Predicting the biologic behavior of intraductal papillary mucinous neoplasm (IPMN) remains challenging. Current guidelines utilize patient symptoms and imaging characteristics to determine appropriate surgical candidates. However, the majority of resected cysts remain low-risk lesions, many of which may be feasible to have under surveillance.

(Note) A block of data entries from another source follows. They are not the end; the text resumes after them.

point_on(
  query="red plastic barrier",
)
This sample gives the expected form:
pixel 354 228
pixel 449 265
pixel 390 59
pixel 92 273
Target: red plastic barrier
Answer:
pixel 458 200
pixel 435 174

We herein characterize the most promising and up-to-date molecular diagnostics in order to identify optimal components of a molecular signature to distinguish levels of IPMN dysplasia.

METHODS

A comprehensive systematic review of pertinent literature, including our own experience, was conducted based on the PRISMA guidelines.

RESULTS

Molecular diagnostics in IPMN patient tissue, duodenal secretions, cyst fluid, saliva, and serum were evaluated and organized into the following categories: oncogenes, tumor suppressor genes, glycoproteins, markers of the immune response, proteomics, DNA/RNA mutations, and next-generation sequencing/microRNA. Specific targets in each of these categories, and in aggregate, were identified by their ability to both characterize a cyst as an IPMN and determine the level of cyst dysplasia.

CONCLUSIONS

Combining molecular signatures with clinical and imaging features in this era of next-generation sequencing and advanced computational analysis will enable enhanced sensitivity and specificity of current models to predict the biologic behavior of IPMN.